Jordan Weins has become the first researcher to claim a huge miles bounty form United Airlines in return for reporting a remote-code execution error in their site.
Back in May United Airlines began offering mile rewards for reporting bugs in their online systems. The move was largely a response to criticism the airline faced after it booted a programs researcher off one of its flights. The boot was a punishment they saw fit when the researcher tweet about an exploit he found in the flights onboard systems. The mile rewards is offered in tiers depending on the severity of the issue found and of course reported.

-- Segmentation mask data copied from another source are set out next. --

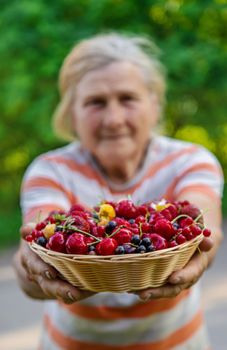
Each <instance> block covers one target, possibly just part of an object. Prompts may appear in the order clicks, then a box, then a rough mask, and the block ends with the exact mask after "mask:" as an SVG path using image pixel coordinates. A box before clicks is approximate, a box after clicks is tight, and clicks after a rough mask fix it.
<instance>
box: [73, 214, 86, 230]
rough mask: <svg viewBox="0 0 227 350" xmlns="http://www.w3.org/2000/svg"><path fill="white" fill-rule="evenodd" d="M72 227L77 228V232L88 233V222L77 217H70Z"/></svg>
mask: <svg viewBox="0 0 227 350" xmlns="http://www.w3.org/2000/svg"><path fill="white" fill-rule="evenodd" d="M72 225H73V226H75V227H76V228H78V229H79V230H82V231H85V232H90V225H89V222H88V221H87V220H86V219H84V218H82V217H81V216H79V215H76V216H73V217H72Z"/></svg>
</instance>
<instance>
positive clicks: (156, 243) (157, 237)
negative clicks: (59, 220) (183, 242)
mask: <svg viewBox="0 0 227 350" xmlns="http://www.w3.org/2000/svg"><path fill="white" fill-rule="evenodd" d="M149 237H150V240H151V242H152V244H153V246H154V248H155V250H161V249H165V248H167V246H168V243H167V240H166V239H165V238H164V237H162V236H160V235H158V234H157V233H150V235H149Z"/></svg>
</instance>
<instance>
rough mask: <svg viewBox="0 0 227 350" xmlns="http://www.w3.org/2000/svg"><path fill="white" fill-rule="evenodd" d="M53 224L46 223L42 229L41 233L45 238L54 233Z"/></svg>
mask: <svg viewBox="0 0 227 350" xmlns="http://www.w3.org/2000/svg"><path fill="white" fill-rule="evenodd" d="M55 228H56V225H55V224H47V225H46V227H44V229H43V231H42V232H43V235H44V237H45V238H47V239H49V238H50V237H51V236H53V235H54V234H55Z"/></svg>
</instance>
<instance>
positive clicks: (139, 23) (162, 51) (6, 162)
mask: <svg viewBox="0 0 227 350" xmlns="http://www.w3.org/2000/svg"><path fill="white" fill-rule="evenodd" d="M0 9H1V11H0V37H1V40H0V91H1V94H0V110H1V117H0V164H1V167H0V208H1V209H0V249H1V250H0V254H1V255H2V256H4V252H5V249H6V248H7V249H9V248H10V249H13V248H12V247H15V246H16V244H17V242H18V240H19V234H18V230H19V227H20V224H21V218H20V208H19V192H20V184H21V179H22V176H23V173H24V171H25V169H26V167H27V166H28V164H29V163H30V162H31V160H32V159H33V158H34V157H35V156H37V155H38V154H40V153H42V152H44V151H47V150H49V149H52V148H55V147H57V146H61V145H63V143H61V142H60V141H59V140H58V139H57V138H56V137H55V136H54V135H53V132H52V130H51V125H50V124H51V116H52V113H53V111H54V109H55V106H56V104H57V102H58V98H59V97H58V91H57V79H58V71H59V68H60V66H61V63H62V60H63V59H64V57H65V55H66V54H67V53H68V52H69V50H70V49H71V47H72V46H73V45H74V44H75V43H76V42H77V41H78V40H80V39H82V38H85V37H88V36H90V35H92V34H95V33H97V32H100V31H109V30H119V31H121V32H123V33H124V32H126V33H127V32H129V33H130V32H132V33H137V34H145V35H148V36H150V37H151V38H153V39H154V41H155V42H156V44H157V45H158V46H159V47H160V48H161V52H162V53H161V56H160V57H161V61H162V62H163V63H164V65H165V66H166V67H167V78H168V91H167V104H166V109H165V125H164V133H165V134H167V135H170V136H174V137H177V138H180V139H184V140H188V141H193V142H196V143H199V144H202V145H204V146H205V147H207V148H208V149H209V150H211V151H212V152H213V153H214V154H215V155H216V156H217V158H218V159H219V161H220V162H221V164H222V167H223V171H224V175H225V178H226V174H227V142H226V140H227V118H226V113H227V98H226V96H227V40H226V38H227V26H226V23H227V0H207V1H206V0H203V1H197V0H166V1H164V0H158V1H152V0H140V1H137V0H98V1H97V0H77V1H74V0H55V1H54V2H52V3H51V4H50V2H48V1H45V0H33V1H30V0H20V1H18V0H11V1H10V2H9V1H8V0H0ZM223 214H224V216H225V215H226V214H227V186H226V185H225V188H224V199H223ZM10 251H11V250H10ZM1 252H2V253H1ZM2 266H3V265H2ZM1 271H7V270H0V272H1ZM214 275H215V273H214ZM226 343H227V342H226ZM0 347H1V346H0ZM5 349H6V348H4V350H5ZM15 349H16V348H15ZM23 349H25V348H23ZM220 349H221V347H220ZM218 350H219V348H218Z"/></svg>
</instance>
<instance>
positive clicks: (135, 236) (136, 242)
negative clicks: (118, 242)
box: [131, 235, 140, 245]
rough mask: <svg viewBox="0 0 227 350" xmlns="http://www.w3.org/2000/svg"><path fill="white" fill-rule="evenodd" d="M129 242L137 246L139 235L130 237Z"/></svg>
mask: <svg viewBox="0 0 227 350" xmlns="http://www.w3.org/2000/svg"><path fill="white" fill-rule="evenodd" d="M131 242H132V243H133V244H136V245H138V244H139V243H140V236H139V235H134V236H132V240H131Z"/></svg>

United said it will reward the finding of “basic third-party issues affecting its systems with 50,000 miles, exploits that could jeopardize the confidentiality of customer information get 250,000 miles, and major flaws related to remote-code execution earn a maximum of 1,000,000 miles.” Other companies have also been known to offer bounties in an attempt to dissuade savvy programmers from taking advantage of flaws and instead turn them in for cash. The list includes heavy-weight tech names like Google, Facebook, and Yahoo!.
It was the first time that Weins had ever submitted to a bug bounty program, and he had no intention of receiving the grand prize. “There were actually two bugs that I submitted that I were pretty sure were remote code execution, but I also thought they were lame and wasn’t sure if they were on parts of the infrastructure that qualified,” Wiens told the ThreatPost security blog. “My expectation was that they counted, but I figured they’d award me 50,000 miles or something smaller.” One can imagine his surprise when United Airlines contacted Weins and told him to check his account, wherein he found many a vacation waiting for him.
While the gesture is certainly good for United publicity, it may also serve as bait for future researchers to submit, hoping to get the grand prize. Best of luck to all the hackers out there.